Depois de, há dois anos, ter
lançado o terceiro romance, O Romance do
Gramático, na Livraria Bertrand, sabe-me bem descer à segunda mais antiga
livraria nacional – inicialmente, Librairie Belge-Française
−, fundada em 1840, e secundada pelo Cabinet de Lecture de Mlle Férin, na Rua
do Carmo, família que se estendia à encadernação e à moda.
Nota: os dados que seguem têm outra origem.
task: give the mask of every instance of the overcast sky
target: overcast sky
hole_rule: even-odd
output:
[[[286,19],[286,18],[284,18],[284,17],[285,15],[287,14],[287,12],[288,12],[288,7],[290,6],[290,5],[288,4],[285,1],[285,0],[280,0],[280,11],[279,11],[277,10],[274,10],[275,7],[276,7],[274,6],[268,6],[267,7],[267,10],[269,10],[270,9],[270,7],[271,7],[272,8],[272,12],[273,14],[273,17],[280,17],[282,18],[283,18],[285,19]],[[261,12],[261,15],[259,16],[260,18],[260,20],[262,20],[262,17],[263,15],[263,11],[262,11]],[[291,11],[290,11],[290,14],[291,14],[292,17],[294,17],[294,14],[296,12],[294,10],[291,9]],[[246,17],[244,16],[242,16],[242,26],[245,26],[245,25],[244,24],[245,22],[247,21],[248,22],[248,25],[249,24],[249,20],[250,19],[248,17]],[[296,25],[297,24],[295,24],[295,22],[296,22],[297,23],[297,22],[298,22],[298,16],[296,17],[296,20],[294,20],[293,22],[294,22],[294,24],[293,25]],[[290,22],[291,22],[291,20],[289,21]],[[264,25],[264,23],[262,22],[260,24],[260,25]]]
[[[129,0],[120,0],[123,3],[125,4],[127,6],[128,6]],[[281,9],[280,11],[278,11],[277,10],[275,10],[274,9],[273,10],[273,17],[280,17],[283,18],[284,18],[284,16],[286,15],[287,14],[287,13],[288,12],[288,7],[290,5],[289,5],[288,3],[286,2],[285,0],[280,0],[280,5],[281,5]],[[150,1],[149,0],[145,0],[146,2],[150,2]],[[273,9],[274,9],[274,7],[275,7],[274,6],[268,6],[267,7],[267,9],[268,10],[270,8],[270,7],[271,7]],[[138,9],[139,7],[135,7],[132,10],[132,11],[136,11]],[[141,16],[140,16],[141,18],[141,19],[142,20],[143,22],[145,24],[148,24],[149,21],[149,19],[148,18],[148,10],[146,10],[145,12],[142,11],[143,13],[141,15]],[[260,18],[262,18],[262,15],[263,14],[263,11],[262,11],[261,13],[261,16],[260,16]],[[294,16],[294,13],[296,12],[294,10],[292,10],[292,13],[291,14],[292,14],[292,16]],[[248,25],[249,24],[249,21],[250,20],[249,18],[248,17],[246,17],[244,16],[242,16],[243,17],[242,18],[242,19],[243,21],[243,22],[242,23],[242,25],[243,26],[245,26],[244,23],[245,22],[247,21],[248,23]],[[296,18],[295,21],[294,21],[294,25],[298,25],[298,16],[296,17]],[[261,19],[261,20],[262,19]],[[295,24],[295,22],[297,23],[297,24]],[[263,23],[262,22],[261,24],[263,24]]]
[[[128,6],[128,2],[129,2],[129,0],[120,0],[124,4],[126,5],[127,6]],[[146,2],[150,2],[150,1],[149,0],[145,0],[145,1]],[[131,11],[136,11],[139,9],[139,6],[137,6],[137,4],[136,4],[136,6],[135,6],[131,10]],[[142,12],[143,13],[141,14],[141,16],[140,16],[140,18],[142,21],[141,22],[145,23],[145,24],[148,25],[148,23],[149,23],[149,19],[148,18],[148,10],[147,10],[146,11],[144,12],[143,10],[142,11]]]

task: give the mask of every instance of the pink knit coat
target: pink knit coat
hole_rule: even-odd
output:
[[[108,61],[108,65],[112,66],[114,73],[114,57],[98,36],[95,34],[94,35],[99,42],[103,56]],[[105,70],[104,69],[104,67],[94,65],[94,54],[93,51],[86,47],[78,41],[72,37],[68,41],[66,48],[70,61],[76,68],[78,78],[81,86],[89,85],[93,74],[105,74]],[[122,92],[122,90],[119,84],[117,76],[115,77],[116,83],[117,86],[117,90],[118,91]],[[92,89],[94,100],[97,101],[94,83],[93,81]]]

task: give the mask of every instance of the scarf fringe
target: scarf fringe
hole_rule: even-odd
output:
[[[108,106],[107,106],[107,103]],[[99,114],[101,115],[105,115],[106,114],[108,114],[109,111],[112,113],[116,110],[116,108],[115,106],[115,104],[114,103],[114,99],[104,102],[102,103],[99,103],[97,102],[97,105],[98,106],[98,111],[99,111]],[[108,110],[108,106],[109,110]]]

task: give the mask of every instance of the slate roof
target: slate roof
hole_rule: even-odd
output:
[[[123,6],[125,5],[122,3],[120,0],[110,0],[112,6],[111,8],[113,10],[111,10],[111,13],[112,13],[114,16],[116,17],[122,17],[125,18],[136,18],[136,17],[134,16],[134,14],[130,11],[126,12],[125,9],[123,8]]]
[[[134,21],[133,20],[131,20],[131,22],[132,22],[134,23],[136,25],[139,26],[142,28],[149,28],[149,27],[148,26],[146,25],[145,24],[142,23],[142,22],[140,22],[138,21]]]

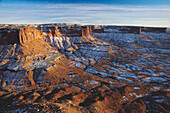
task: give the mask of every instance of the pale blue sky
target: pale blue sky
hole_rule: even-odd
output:
[[[0,24],[82,23],[170,27],[170,4],[0,0]],[[17,0],[19,1],[19,0]],[[105,0],[107,1],[107,0]],[[130,0],[134,1],[134,0]],[[165,0],[166,1],[166,0]],[[169,0],[170,1],[170,0]]]

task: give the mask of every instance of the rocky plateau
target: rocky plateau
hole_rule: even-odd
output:
[[[169,113],[166,30],[0,29],[0,112]]]

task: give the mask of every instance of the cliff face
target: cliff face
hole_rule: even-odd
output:
[[[19,43],[19,30],[2,30],[0,34],[0,45]]]
[[[86,26],[84,29],[82,29],[82,37],[86,37],[88,35],[91,35],[91,27]]]
[[[63,37],[63,35],[59,32],[57,26],[55,26],[55,28],[54,28],[53,36],[54,36],[54,37]]]
[[[21,44],[31,42],[32,40],[39,38],[41,38],[41,32],[34,26],[21,28],[19,31],[19,42]]]

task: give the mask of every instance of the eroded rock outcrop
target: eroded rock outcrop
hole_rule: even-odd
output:
[[[86,26],[84,29],[82,29],[82,37],[86,37],[88,35],[91,35],[91,27]]]
[[[58,30],[58,27],[55,26],[55,29],[54,29],[54,37],[63,37],[63,35],[59,32]]]
[[[41,38],[41,32],[34,26],[21,28],[19,31],[19,41],[21,44],[31,42],[34,39]]]

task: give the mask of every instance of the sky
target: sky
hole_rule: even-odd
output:
[[[170,0],[0,0],[0,24],[170,27]]]

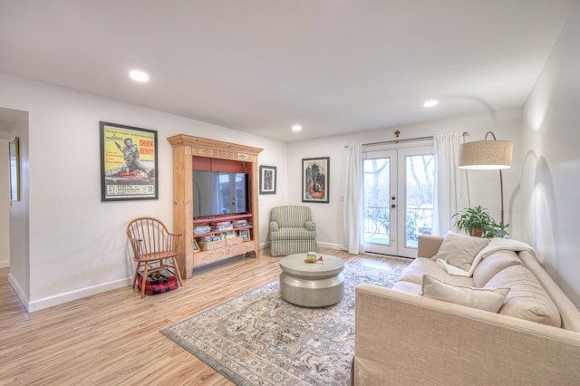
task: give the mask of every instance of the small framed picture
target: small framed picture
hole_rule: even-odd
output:
[[[328,203],[330,157],[302,159],[302,202]]]
[[[260,166],[260,194],[276,194],[276,166]]]
[[[18,137],[9,142],[10,200],[20,201],[20,144]]]
[[[242,240],[250,241],[250,231],[249,229],[242,229],[239,231],[239,236],[242,236]]]

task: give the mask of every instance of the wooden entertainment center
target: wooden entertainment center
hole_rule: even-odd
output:
[[[168,138],[173,147],[173,232],[183,235],[179,242],[179,264],[182,277],[190,277],[196,266],[239,255],[259,256],[257,156],[262,149],[179,134]],[[244,214],[194,218],[193,170],[243,172],[249,175],[250,210]],[[209,231],[194,235],[194,228],[215,222],[246,220],[248,225],[235,227],[237,235],[206,250],[194,251],[194,240],[218,235]],[[248,230],[242,239],[240,230]],[[239,238],[237,238],[239,237]],[[249,241],[247,241],[249,238]],[[212,243],[208,243],[206,246]]]

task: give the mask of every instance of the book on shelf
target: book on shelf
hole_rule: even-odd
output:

Com efeito, O Mundo Elegante / Periodico Semanal, de Modas, Litteratura, Theatros,
Bellas-Artes, dirigido por Camilo Castelo Branco no Porto, em 1858, propunha extratextos
com toilettes de baile e passeio
segundo as avisadas «Mmes Ferins». E ocorre-me ter antologiado, em Crónica Jornalística. Século XIX (2004),
texto de Fialho de Almeida n’O Repórter, de Oliveira Martins, em
2-I-1888, intitulado “A Boa-Hora Cómica”, donde cito: «Subo a Rua Nova do Almada um tanto aborrecido – acabo de pagar
uma enorme conta no livreiro e de ser apresentado ao orador que eu mais
detesto, depois do cornetim. O dia é pardo, nuvens no alto, o vento a erguer da
rua redemoinhos dum pó corrosivo à pele; e com um milhão de diabos!, não tenho
hoje visto senão raparigas barbudas nos asfaltos! // Estas
picuinhas todas irritam-me; e, como o Ferin não tem novidades, enfio pela
espécie de saguão estreito, que a Câmara Municipal convencionou chamar o Largo
da Boa-Hora.» Não é um dia fialhiano; o tribunal desertou, mas temos entre nós dignos
magistrados; felizmente, a Ferin está cheia de novidades; e, se alguma barbuda
existe, só se for em ministério nas proximidades. Grato, pois, aos editores e a
esta velha casa.
Comecei
a abandonar a crítica e o ensaísmo, a que dediquei demasiada vida. Editei oito
títulos de ensaio e crítica; sou responsável por 35 volumes de autores como o
Padre António Vieira, Herculano, António Pedro Lopes de Mendonça e o primeiro
jornal socialista, vários Camilos, As
Farpas completas de Ramalho, Júlio Dinis, Eça, os jornalistas Alves Correia
e Raul Rêgo, Augusto Moreno poeta, José Marmelo e Silva, António José Saraiva.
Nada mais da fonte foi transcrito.